'Nursing Fox' immerses you in the mud, the chaos, the killing machinery, and the air fights of tje Great War.
Jim Ditchfield's novel is a homage to the women who served as nurses on the Western Front. He says, 'Although they performed a crucial role, the nurses of the Australian Army Nursing Service are rarely mentioned in accounts of that conflict'. I felt well read about that war but until now I did not know about the conditions these nurses had to endure. The Casualty Clearing Stations had to be close to the trenches to give the wounded the best chance of survival, and so the doctors, nurses and patients got regularly shelled and bombed.
We follow the fortunes of Lucy Paignton-Fox who has been raised on a cattle station in the Northern Territory. She has studied hard for what was an extraordinary chance for a women in 1914 to train as a doctor. But when Australia follows Britain into the war in Europe, Lucy volunteers to be a nurse in the army.
The nurses work endlessly to save the wounded flowing in from 'stunts' (battles) the names of which are engraved on the war memorials of Australia, New Zealand, Canada and Britain: The Somme, Fromelles, Pozieres, Ypres, Messines, the Menin Road, Passchendaele. Each name represents astonishing numbers of mangled humans.

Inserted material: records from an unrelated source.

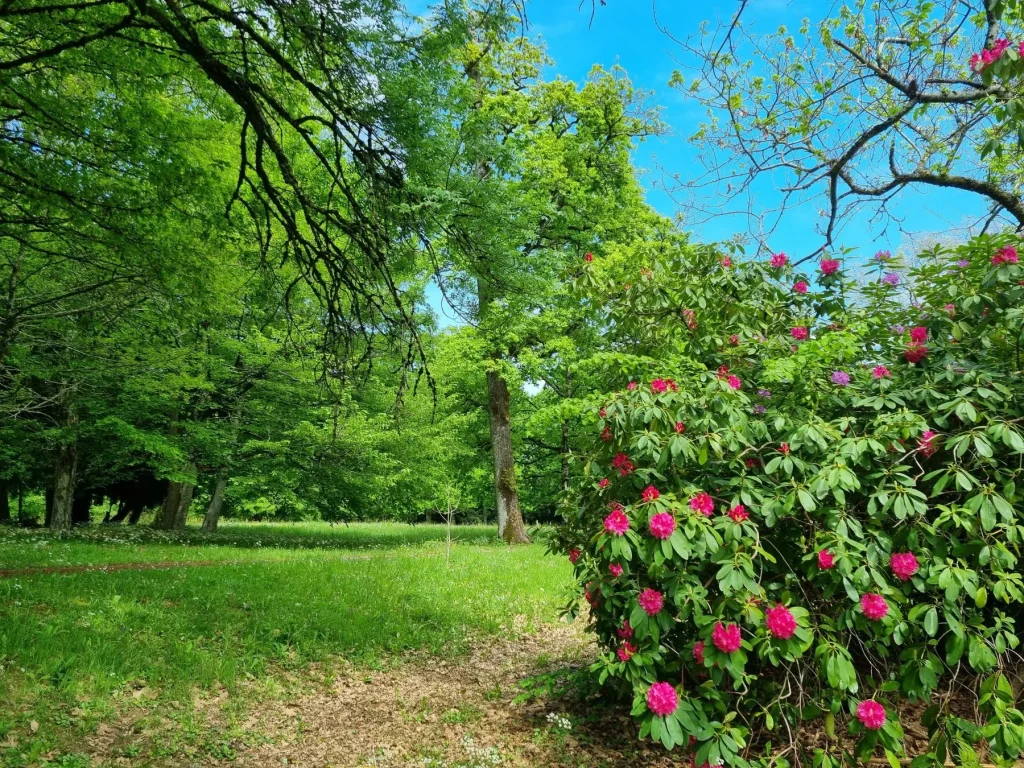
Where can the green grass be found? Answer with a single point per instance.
(76, 649)
(235, 541)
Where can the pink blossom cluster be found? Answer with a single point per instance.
(989, 56)
(662, 525)
(616, 523)
(1006, 255)
(780, 622)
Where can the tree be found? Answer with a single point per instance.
(873, 99)
(540, 167)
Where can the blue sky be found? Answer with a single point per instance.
(625, 33)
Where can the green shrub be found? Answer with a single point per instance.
(864, 474)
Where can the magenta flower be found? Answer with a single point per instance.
(875, 606)
(662, 699)
(927, 442)
(651, 601)
(841, 378)
(904, 565)
(616, 523)
(726, 637)
(662, 525)
(826, 560)
(828, 266)
(704, 504)
(871, 714)
(780, 622)
(738, 513)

'There were only 41 men still fighting fit, four walking wounded, one who needed a stretcher. Just 41. The company had been 250 strong when the stunt started'. P.120 John Mitchell's looks over his shattered company.

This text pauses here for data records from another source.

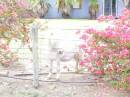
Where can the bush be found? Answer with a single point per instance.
(107, 52)
(15, 15)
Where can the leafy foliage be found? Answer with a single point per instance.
(15, 15)
(107, 52)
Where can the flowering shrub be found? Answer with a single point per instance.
(107, 52)
(15, 15)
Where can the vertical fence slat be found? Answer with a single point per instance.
(35, 55)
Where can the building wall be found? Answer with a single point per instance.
(79, 13)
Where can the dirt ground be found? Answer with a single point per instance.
(70, 85)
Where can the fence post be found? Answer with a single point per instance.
(34, 30)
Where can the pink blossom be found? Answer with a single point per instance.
(99, 72)
(83, 46)
(22, 3)
(128, 79)
(82, 63)
(3, 8)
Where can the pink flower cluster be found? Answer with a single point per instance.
(3, 8)
(22, 4)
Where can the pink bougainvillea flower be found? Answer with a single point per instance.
(124, 52)
(82, 63)
(83, 46)
(128, 79)
(99, 63)
(22, 3)
(3, 8)
(14, 14)
(99, 72)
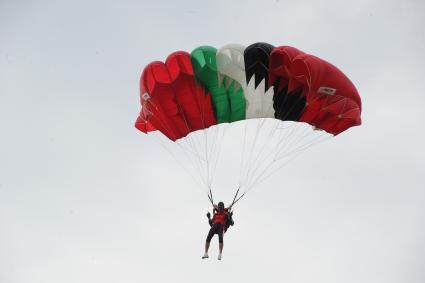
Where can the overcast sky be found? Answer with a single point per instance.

We are also introduced to John Mitchell of the AIF (Australian Imperial Force) and to Adam Haywood (Royal Flying Corps), and through their eyes are taken into the fighting on the ground and in the air. We are taken through the frentic disorganisation of matters as simple as getting fed, and moving about on the shattered 'roads' (planks laid over mud). As readers we know as little of the ruthless decisions being made by the base-wallahs (staff officers) as do the troops and nurses, but we see the results in a plethora of grim details. It was deemed more important, for instance, to get ammunition to the trenches than boots and coats. (When nurse Fox asks a soldier who is losing his leg to frostbite and infection about Gallipoli he says, ' A bloody fiasco. .. We'd no decent clothes and the rain and blizzards were killers. Some poor buggers froze to death and others drowned when their trenches flooded.' ) The author speaks movingly too of the transport horses and mules killed by artillery or worked to exhaustion.

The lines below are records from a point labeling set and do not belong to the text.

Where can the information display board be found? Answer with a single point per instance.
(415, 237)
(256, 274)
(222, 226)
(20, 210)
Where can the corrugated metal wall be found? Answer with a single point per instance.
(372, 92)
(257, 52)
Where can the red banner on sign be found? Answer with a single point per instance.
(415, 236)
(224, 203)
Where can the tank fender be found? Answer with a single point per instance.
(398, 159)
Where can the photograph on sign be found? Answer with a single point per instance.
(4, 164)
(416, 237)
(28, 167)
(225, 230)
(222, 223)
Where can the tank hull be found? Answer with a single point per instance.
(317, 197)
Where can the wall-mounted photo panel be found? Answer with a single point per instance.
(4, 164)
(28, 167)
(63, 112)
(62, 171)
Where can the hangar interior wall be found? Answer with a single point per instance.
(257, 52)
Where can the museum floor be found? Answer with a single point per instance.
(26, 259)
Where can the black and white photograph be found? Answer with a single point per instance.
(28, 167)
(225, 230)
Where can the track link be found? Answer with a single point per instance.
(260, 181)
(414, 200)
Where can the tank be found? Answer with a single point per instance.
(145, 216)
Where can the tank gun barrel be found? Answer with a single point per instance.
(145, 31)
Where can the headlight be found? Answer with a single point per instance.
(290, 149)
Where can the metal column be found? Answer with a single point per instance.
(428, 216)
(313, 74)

As the story moves back and forth from the hospitals to the trenches to the air fights, we also learn something of the infantry tactics, the new aeroplanes, and the improvised surgery and medical care. None of this slows the story but instead immerses the reader in it. As for the characters Lucy, Adam and John, who I grew to care about and admire, remember that with the casualty rate of this war the person whose thoughts and hopes you are following could at any time 'buy it'. There is no blaze of glory anywhere, just the endurance of the unbearable by men and women at a time when the best people could hope for was a 'ticket to blighty' (a wound so bad they'll be sent across to England.)
For a gripping account of the service of the nurses in France, and for a carefully researched and engrossing picture of 'The War To End All Wars', I highly recommend Nursing Fox.